1

In the course of about 2 hours, a logged in user on my website accessed roughly 1,600 pages in a way that looks suspiciously similar to a bot. I am concerned because users must purchase access to the site in order to get full access to our protected content; so I have reason to believe this person was scraping our content.

I know I should have had mitigation factors in place to prevent this type of activity from occurring in the first place. I'm working on that now.

Based on the Apache access and error logs, I have pretty strong circumstantial evidence that the user was using some sort of a crawler or bot. I'm wondering if there is any way to get direct evidence, i.e. based on the crawling pattern, can I 100% say that it is a script?

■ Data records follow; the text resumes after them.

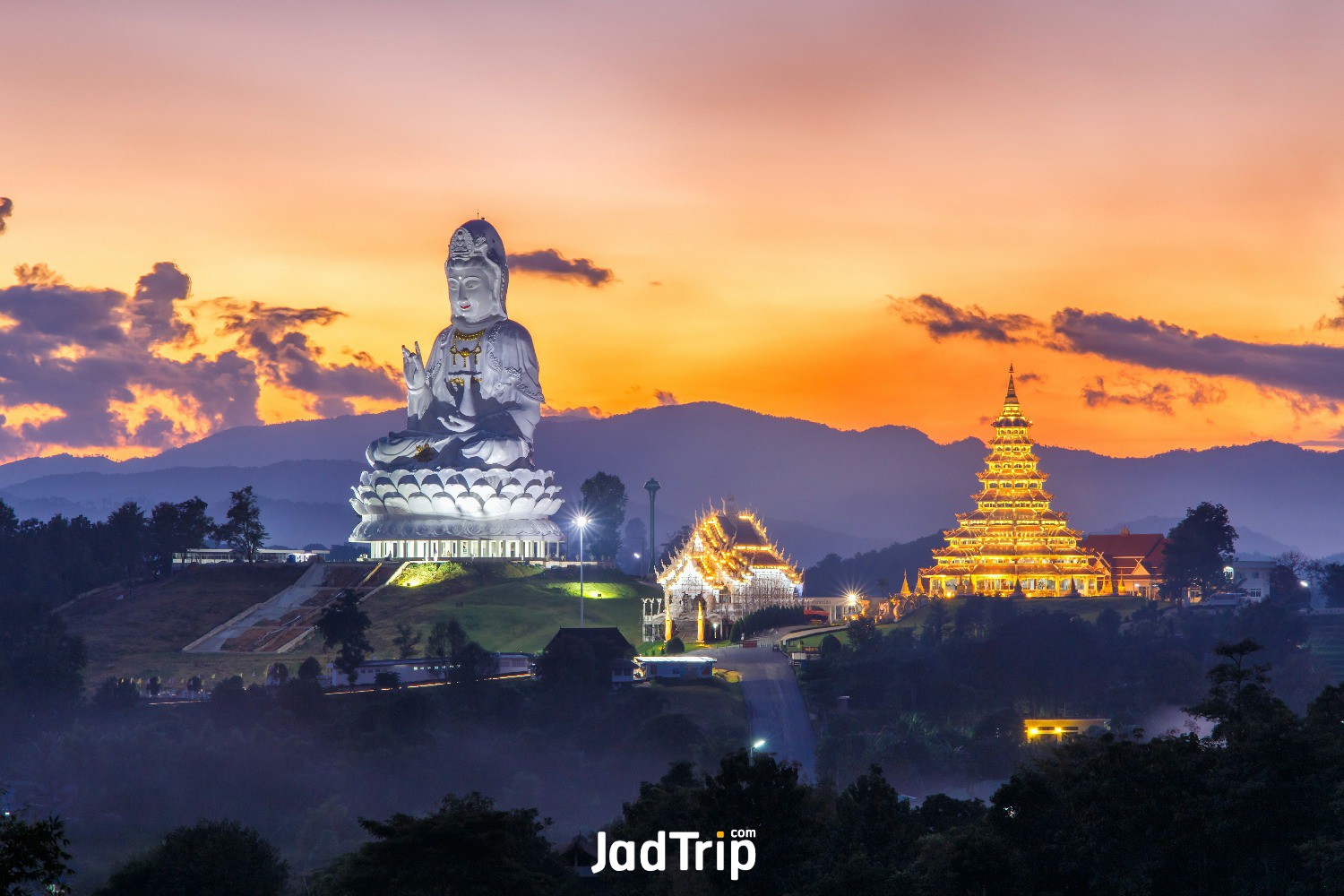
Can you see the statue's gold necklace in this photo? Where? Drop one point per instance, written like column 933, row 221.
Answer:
column 470, row 351
column 470, row 355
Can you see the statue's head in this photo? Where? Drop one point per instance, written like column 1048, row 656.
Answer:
column 478, row 273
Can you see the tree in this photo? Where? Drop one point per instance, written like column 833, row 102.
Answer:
column 175, row 528
column 1198, row 549
column 242, row 528
column 604, row 503
column 309, row 669
column 124, row 538
column 465, row 848
column 674, row 546
column 406, row 641
column 634, row 538
column 935, row 626
column 1238, row 696
column 209, row 858
column 344, row 624
column 40, row 665
column 116, row 694
column 470, row 664
column 32, row 852
column 863, row 633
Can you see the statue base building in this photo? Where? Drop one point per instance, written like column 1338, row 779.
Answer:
column 449, row 514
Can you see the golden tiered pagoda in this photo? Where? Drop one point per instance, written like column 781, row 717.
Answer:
column 1012, row 543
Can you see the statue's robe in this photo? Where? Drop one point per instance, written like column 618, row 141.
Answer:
column 491, row 381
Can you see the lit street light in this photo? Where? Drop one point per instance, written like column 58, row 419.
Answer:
column 582, row 524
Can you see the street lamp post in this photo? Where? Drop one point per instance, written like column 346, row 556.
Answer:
column 652, row 487
column 582, row 521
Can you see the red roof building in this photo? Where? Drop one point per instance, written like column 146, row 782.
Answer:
column 1136, row 560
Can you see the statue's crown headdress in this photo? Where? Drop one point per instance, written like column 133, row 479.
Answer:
column 478, row 239
column 464, row 246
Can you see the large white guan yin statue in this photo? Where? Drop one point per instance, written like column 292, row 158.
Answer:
column 459, row 479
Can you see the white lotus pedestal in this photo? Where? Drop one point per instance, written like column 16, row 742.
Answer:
column 445, row 514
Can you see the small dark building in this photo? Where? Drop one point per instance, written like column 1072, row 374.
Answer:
column 607, row 643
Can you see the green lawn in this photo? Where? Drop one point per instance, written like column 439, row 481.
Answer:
column 508, row 607
column 1086, row 608
column 142, row 633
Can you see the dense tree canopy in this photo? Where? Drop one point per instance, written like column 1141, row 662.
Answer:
column 1198, row 549
column 242, row 528
column 209, row 858
column 604, row 504
column 465, row 848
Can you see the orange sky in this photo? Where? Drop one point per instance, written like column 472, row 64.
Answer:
column 762, row 180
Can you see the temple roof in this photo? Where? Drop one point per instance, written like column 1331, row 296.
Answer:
column 728, row 546
column 1126, row 551
column 1012, row 530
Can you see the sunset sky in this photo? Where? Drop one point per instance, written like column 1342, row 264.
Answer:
column 849, row 212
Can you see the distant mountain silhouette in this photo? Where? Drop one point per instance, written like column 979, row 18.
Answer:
column 819, row 489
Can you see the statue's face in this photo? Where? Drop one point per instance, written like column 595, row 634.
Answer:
column 470, row 290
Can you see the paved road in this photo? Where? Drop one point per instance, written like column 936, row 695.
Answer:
column 776, row 711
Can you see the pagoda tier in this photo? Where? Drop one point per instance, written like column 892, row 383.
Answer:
column 1013, row 541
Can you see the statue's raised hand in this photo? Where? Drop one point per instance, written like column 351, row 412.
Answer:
column 414, row 367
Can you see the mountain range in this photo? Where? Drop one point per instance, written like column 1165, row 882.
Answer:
column 819, row 489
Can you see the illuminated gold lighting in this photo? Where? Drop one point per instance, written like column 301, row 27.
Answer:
column 1012, row 543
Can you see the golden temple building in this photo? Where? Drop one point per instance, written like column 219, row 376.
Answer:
column 1013, row 543
column 728, row 568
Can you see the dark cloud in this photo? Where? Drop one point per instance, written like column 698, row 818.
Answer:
column 89, row 359
column 1332, row 323
column 151, row 309
column 1306, row 370
column 548, row 263
column 943, row 320
column 287, row 358
column 590, row 413
column 1156, row 398
column 1312, row 373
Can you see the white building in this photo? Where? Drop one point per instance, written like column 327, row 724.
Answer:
column 677, row 667
column 427, row 669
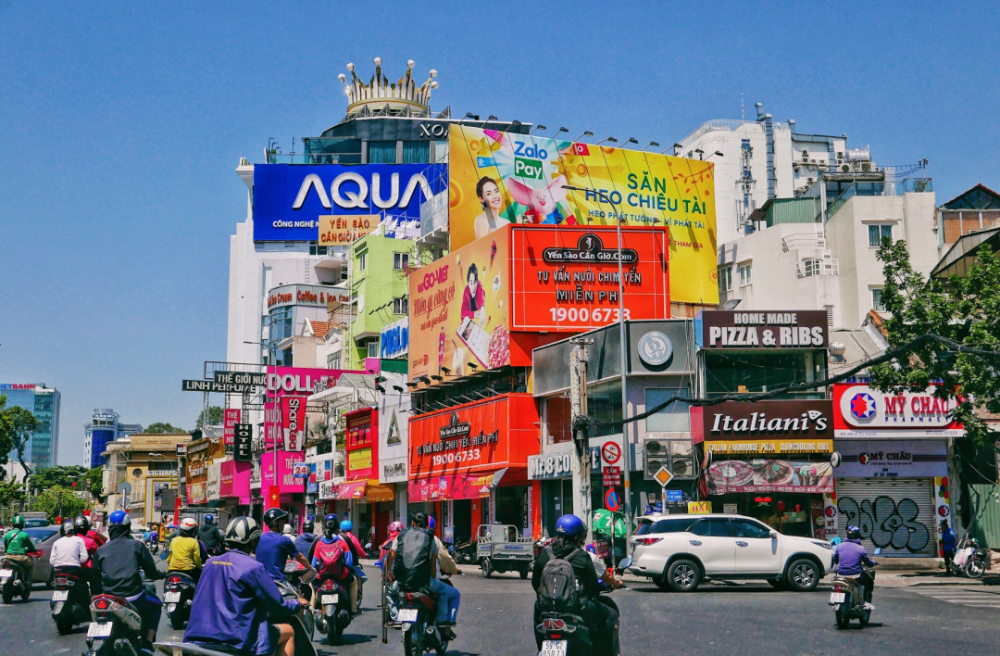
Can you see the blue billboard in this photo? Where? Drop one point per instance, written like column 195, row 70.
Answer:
column 288, row 199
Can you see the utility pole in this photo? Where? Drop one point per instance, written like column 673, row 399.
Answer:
column 580, row 423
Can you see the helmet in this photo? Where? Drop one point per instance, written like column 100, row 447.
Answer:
column 273, row 516
column 242, row 532
column 570, row 525
column 81, row 524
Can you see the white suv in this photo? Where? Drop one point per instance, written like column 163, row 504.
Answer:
column 680, row 551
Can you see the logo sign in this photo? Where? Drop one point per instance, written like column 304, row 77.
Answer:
column 289, row 200
column 724, row 329
column 655, row 348
column 612, row 501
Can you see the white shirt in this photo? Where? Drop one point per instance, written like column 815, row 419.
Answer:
column 69, row 551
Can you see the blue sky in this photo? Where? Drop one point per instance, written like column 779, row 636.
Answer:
column 122, row 123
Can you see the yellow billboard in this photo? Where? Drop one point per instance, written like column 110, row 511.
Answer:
column 498, row 178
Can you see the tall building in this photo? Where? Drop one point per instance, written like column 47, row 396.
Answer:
column 43, row 402
column 103, row 429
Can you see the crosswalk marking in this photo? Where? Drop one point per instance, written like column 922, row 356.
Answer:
column 971, row 597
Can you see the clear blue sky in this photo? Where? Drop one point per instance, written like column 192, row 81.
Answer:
column 122, row 123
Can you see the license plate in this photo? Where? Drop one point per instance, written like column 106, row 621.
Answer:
column 99, row 629
column 553, row 648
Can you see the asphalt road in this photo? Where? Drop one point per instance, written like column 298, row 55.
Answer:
column 495, row 618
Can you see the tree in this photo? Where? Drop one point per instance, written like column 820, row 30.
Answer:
column 965, row 311
column 211, row 416
column 161, row 428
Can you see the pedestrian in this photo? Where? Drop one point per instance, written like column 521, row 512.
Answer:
column 947, row 545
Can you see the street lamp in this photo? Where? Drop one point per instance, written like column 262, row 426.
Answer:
column 626, row 450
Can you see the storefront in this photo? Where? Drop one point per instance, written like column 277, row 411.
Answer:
column 769, row 460
column 469, row 465
column 892, row 480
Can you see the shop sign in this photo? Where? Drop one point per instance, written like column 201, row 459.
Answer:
column 861, row 411
column 892, row 458
column 729, row 329
column 731, row 420
column 728, row 476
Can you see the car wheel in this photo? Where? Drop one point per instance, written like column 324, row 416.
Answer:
column 803, row 575
column 683, row 575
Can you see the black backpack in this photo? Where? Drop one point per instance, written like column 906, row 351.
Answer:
column 558, row 590
column 412, row 564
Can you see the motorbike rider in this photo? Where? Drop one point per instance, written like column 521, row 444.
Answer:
column 571, row 534
column 17, row 545
column 119, row 566
column 341, row 569
column 305, row 540
column 187, row 554
column 850, row 558
column 211, row 536
column 234, row 597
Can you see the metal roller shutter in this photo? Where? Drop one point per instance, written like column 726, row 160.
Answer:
column 895, row 514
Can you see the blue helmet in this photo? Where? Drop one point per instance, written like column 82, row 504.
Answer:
column 570, row 525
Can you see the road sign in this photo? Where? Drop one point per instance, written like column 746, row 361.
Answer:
column 612, row 501
column 663, row 476
column 611, row 453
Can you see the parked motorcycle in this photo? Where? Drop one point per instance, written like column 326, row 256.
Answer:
column 70, row 604
column 13, row 579
column 178, row 594
column 565, row 634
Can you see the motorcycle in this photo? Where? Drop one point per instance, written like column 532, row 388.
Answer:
column 848, row 599
column 178, row 594
column 13, row 580
column 562, row 634
column 70, row 601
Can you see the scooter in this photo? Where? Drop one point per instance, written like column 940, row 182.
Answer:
column 70, row 604
column 565, row 634
column 13, row 580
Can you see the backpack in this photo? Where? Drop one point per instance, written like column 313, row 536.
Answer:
column 412, row 565
column 330, row 558
column 558, row 590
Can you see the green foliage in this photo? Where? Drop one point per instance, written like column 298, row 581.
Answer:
column 161, row 428
column 211, row 416
column 965, row 310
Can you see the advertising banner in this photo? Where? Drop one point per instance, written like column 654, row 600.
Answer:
column 500, row 432
column 498, row 178
column 289, row 201
column 728, row 476
column 566, row 278
column 861, row 412
column 459, row 307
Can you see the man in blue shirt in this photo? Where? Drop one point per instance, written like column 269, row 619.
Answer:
column 275, row 549
column 235, row 595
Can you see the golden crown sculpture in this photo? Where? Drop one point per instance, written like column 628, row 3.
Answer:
column 379, row 92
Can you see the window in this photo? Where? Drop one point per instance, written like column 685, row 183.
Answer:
column 878, row 232
column 725, row 279
column 745, row 277
column 877, row 304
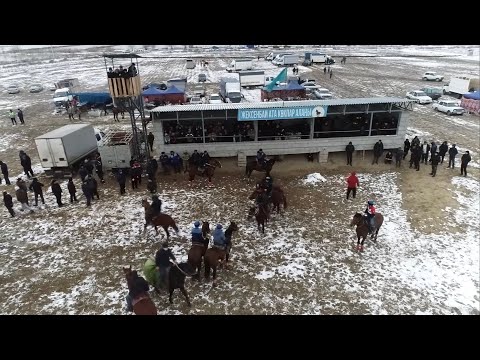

Here's a sampling of the access log:

###.###.###.### - - [06/Apr/2016:19:32:59 -0500] "GET /article/id/slug-slug-slug-slug HTTP/1.1" 200 15002 "-" "Mozilla/5.0 (Windows NT 6.1; Win64; x64; rv:45.0) Gecko/20100101 Firefox/45.0"
###.###.###.### - - [06/Apr/2016:19:33:00 -0500] "GET /article/id/slug-slug-slug-slug HTTP/1.1" 200 15002 "-" "Mozilla/5.0 (Windows NT 6.1; Win64; x64; rv:45.0) Gecko/20100101 Firefox/45.0"
###.###.###.### - - [06/Apr/2016:19:33:04 -0500] "GET /article/id/wordmark-icon.png HTTP/1.1" 404 5026 "mywebsite.com/article/id/slug-slug-slug-slug" "Mozilla/5.0 (Windows NT 6.1; Win64; x64; rv:45.0) Gecko/20100101 Firefox/45.0"
###.###.###.### - - [06/Apr/2016:19:33:05 -0500] "GET /article/id/60559332d74832ae81f6ea69f98e24cc.png HTTP/1.1" 404 5191 "mywebsite.com/article/id/slug-slug-slug-slug" "Mozilla/5.0 (Windows NT 6.1; Win64; x64; rv:45.0) Gecko/20100101 Firefox/45.0"
###.###.###.### - - [06/Apr/2016:19:33:05 -0500] "GET /article/id/9e8d61bdd8acf3735a02ef90192eefa8.png HTTP/1.1" 404 5189 "mywebsite.com/article/id/slug-slug-slug-slug" "Mozilla/5.0 (Windows NT 6.1; Win64; x64; rv:45.0) Gecko/20100101 Firefox/45.0"
###.###.###.### - - [06/Apr/2016:19:33:05 -0500] "GET /article/id/b75384c9aa61c22fa768cdfbafaf5351.png HTTP/1.1" 404 5190 "mywebsite.com/article/id/slug-slug-slug-slug" "Mozilla/5.0 (Windows NT 6.1; Win64; x64; rv:45.0) Gecko/20100101 Firefox/45.0"
###.###.###.### - - [06/Apr/2016:19:33:06 -0500] "HEAD /article/id2/slug-slug-slug-slug HTTP/1.1" 200 604 "mywebsite.com/article" "Mozilla/5.0 (Windows NT 6.1; Win64; x64; rv:45.0) Gecko/20100101 Firefox/45.0"
###.###.###.### - - [06/Apr/2016:19:33:07 -0500] "HEAD /article/id3/slug-slug-slug-slug HTTP/1.1" 200 604 "mywebsite.com/article" "Mozilla/5.0 (Windows NT 6.1; Win64; x64; rv:45.0) Gecko/20100101 Firefox/45.0"
###.###.###.### - - [06/Apr/2016:19:33:08 -0500] "GET /article/id3/slug-slug-slug-slug HTTP/1.1" 200 9983 "-" "Mozilla/5.0 (Windows NT 6.1; Win64; x64; rv:45.0) Gecko/20100101 Firefox/45.0"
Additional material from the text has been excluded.